The regulation of online disinformation and harmful content is the subject of global attention. Australia is progressing world-first reforms in this area along with the United Kingdom (UK). In a key milestone, the Australian Online Safety Bill 2021 was introduced into Parliament on 24 February 2021. Following amendments by the Senate Environment and Communications Legislation Committee, the Australian Bill is currently before the Senate. This article lays out key developments in Online Harms legislation in Australia and the UK.
The Australian Online Safety Bill 2021 (Australian Bill) was introduced into Parliament on 24 February 2021 and is currently before the Senate.
Background on Online Harms legislation
As put by the Australian Minister for Communications, Cyber Safety and the Arts, Paul Fletcher, ‘The internet has brought great social, educational and economic benefits. But just as a small proportion of human interactions go wrong offline, so too are there risks online’.
The Australian Government commenced its reform process in 2018 with reviews of the existing regulatory framework and the announcement of a $17 million online safety package which funded the development of an Online Safety Charter. Last month, the Government published an Industry Code of Practice on Disinformation (the Code), a self-regulatory code aiming to manage online disinformation in Australia. The Code was prompted by the UK’s proposal for an Online Harms Bill (UK Bill) in April 2019.
The UK Bill seeks to address a wide range of ‘online harms’ – including online disinformation, terrorist propaganda and pro-suicide content – in a ‘coherent, single regulatory framework’. Significantly, the UK Bill imposes a statutory duty of care on online service providers to protect their users. Online companies who breach their duty by failing to identify, remove and limit the spread of illegal content may be fined up to £18m or 10% of annual global turnover – whichever is higher – by the appointed government regulator Ofcom. The law applies to all companies with UK-based users through a tiered system – companies with large audiences (such as Facebook, TikTok, Instagram and Twitter) will be classified as Category 1 with more stringent obligations than Category 2 services (such as private messaging apps and platforms hosting dating services or pornography).
The Australian Bill and UK Bill align with the international momentum towards strengthening safeguards against illegal online content. This goal gained traction following the Christchurch terrorist attack in May 2019, when New Zealand’s Prime Minister Jacinda Ardern and French President Emmanuel Macron hosted a political summit that united countries and tech companies to end the online organisation and promotion of terrorism and violent extremism. Australia joined 17 countries in signing the summit pledge known as the ‘Christchurch Call’ and, one month later, Prime Minister Scott Morrison issued a similar call at the G20 leaders’ summit.

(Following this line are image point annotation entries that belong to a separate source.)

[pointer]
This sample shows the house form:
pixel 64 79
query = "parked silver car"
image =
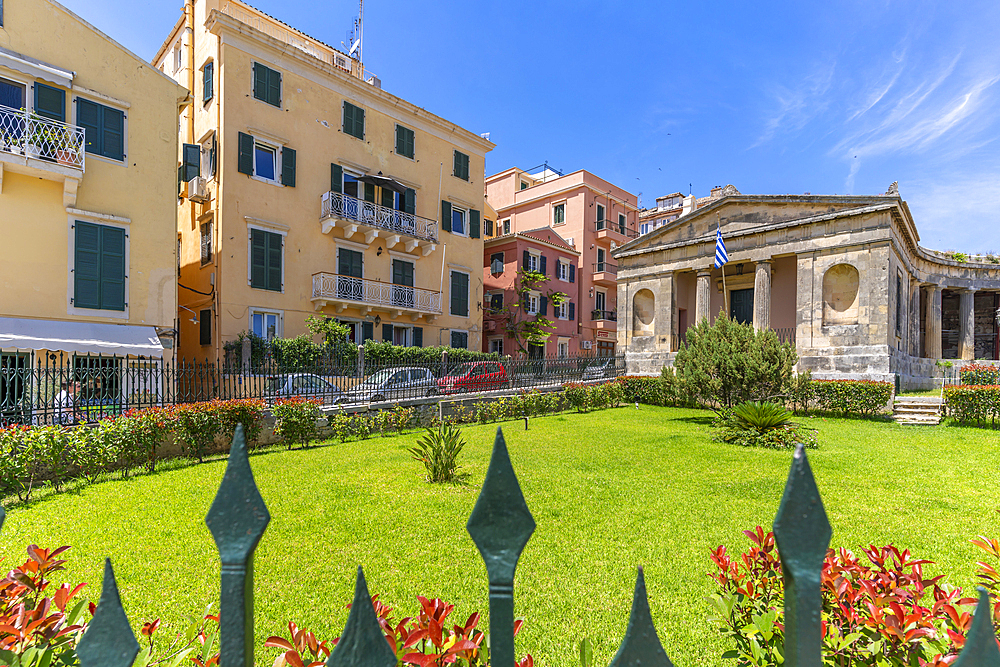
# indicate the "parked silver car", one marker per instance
pixel 393 384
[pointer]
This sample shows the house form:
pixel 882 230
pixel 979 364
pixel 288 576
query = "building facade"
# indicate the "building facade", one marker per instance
pixel 592 215
pixel 844 277
pixel 544 251
pixel 87 202
pixel 308 190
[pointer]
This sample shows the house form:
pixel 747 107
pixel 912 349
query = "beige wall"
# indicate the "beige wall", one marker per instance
pixel 138 193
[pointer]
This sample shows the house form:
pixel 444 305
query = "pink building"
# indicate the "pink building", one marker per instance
pixel 541 250
pixel 592 215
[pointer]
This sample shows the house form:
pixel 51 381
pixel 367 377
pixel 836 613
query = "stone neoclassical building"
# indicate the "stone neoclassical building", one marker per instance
pixel 842 276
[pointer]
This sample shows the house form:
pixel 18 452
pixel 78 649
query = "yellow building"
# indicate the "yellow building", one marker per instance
pixel 308 190
pixel 88 149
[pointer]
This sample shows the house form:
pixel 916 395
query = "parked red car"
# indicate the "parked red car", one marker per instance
pixel 474 376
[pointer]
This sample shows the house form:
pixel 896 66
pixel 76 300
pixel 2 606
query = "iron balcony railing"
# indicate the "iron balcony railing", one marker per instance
pixel 335 287
pixel 613 226
pixel 346 207
pixel 29 135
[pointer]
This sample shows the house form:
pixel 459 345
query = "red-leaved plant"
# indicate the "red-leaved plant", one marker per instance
pixel 880 610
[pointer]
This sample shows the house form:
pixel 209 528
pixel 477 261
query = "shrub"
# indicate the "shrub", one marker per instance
pixel 295 420
pixel 755 424
pixel 979 374
pixel 438 450
pixel 864 398
pixel 973 403
pixel 878 611
pixel 727 362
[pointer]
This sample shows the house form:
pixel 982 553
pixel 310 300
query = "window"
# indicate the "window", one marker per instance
pixel 205 327
pixel 354 120
pixel 104 127
pixel 206 243
pixel 207 82
pixel 458 221
pixel 266 161
pixel 559 214
pixel 265 260
pixel 459 294
pixel 461 169
pixel 404 141
pixel 265 324
pixel 99 267
pixel 266 84
pixel 460 339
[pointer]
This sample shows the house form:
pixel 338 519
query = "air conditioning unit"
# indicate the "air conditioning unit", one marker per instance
pixel 197 190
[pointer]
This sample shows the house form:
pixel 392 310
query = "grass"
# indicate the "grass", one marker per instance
pixel 609 491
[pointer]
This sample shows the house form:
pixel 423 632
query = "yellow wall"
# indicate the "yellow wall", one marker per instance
pixel 36 280
pixel 310 121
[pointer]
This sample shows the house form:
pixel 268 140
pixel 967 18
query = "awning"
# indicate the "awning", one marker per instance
pixel 383 182
pixel 36 68
pixel 79 337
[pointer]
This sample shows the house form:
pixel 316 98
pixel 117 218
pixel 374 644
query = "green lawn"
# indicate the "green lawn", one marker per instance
pixel 609 491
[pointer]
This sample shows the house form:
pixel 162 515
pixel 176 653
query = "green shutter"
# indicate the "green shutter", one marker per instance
pixel 244 163
pixel 336 178
pixel 191 164
pixel 445 215
pixel 273 261
pixel 288 167
pixel 50 102
pixel 87 266
pixel 474 223
pixel 208 82
pixel 112 268
pixel 88 116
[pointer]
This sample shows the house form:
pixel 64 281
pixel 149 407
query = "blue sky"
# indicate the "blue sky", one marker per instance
pixel 838 97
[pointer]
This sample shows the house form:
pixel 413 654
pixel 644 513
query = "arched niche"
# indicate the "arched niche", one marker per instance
pixel 643 313
pixel 840 295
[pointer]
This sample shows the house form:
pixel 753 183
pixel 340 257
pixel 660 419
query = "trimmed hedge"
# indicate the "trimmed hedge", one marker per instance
pixel 977 404
pixel 865 398
pixel 980 374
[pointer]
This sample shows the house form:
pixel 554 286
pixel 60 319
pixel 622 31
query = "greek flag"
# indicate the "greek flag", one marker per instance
pixel 721 257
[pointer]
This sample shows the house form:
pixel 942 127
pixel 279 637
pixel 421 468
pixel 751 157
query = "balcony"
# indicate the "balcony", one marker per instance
pixel 605 273
pixel 356 216
pixel 36 146
pixel 344 292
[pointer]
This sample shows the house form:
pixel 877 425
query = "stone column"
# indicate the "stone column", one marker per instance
pixel 762 296
pixel 967 324
pixel 703 296
pixel 932 330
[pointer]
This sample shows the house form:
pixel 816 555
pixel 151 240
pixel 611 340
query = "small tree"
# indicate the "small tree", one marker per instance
pixel 726 363
pixel 526 328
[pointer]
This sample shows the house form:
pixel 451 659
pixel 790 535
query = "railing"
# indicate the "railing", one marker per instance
pixel 500 526
pixel 339 205
pixel 601 225
pixel 336 287
pixel 100 386
pixel 27 134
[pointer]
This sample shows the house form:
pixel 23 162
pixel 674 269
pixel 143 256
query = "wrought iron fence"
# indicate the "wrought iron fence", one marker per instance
pixel 336 204
pixel 25 133
pixel 68 389
pixel 500 526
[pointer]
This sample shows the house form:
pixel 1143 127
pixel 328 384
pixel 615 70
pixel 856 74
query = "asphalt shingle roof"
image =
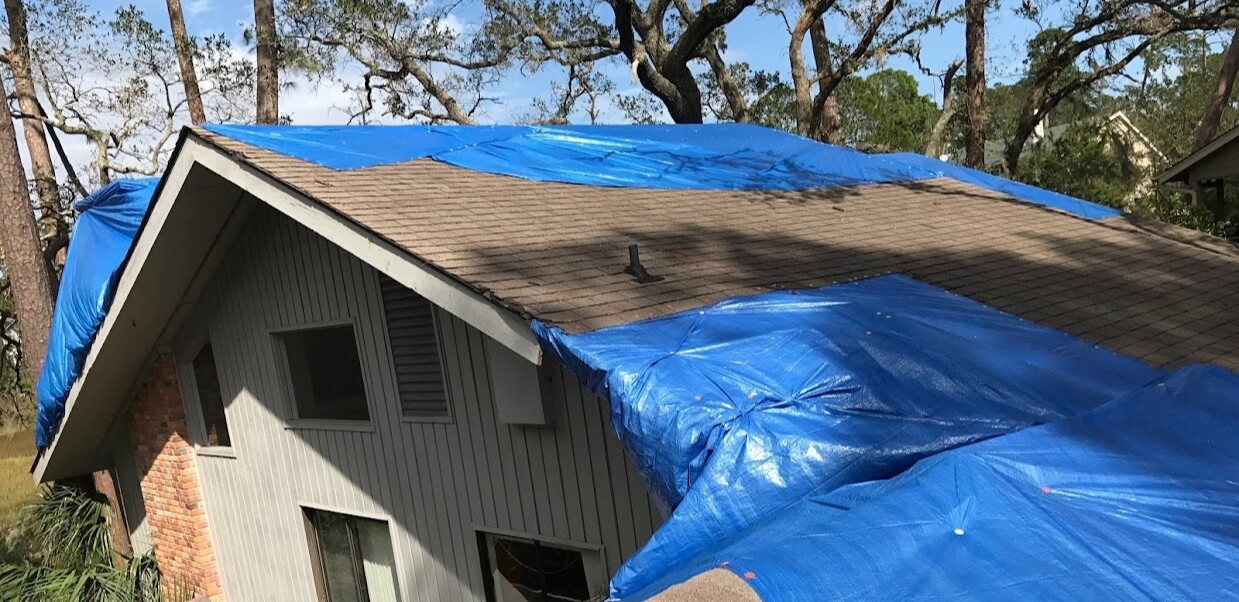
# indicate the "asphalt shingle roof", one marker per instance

Key developments in Australia
The Australian Online Safety Bill 2021
- Legislates industry guidelines for digital platforms (‘Basic Online Safety Expectations’) including periodic reporting requirements. Digital products and services will be penalised for failing to respond to a notice from the eSafety Commissioner (the Commissioner) to report on their adherence to the Government’s guidelines;
- Updates Australia’s Online Content Scheme so that removal notices can be issued to online services and link deletion notices can be issued to internet search engines;
- Expands the cyber-bullying scheme beyond social media platforms to include electronic services such as games, websites, messaging and hosting services;
- Introduces a new adult cyber-abuse scheme which allows the Commissioner to order the takedown of seriously harmful online abuse once digital platforms have failed to respond to a complaint. This scheme applies the same standard as the Criminal Code, which is higher than the standard applied to the cyberbullying of an Australian child;
- Reduces the take down response timeframe from 48 hours to 24 hours;
- Grants the Commissioner the power to rapidly block websites hosting abhorrent violent or terrorist material during online crises such as the Christchurch massacre; and
- Grants the Commissioner the power to compel search engines and app stores to remove access to a website or app that systematically ignores take down notices for Class 1 material (for example, child sexual abuse material).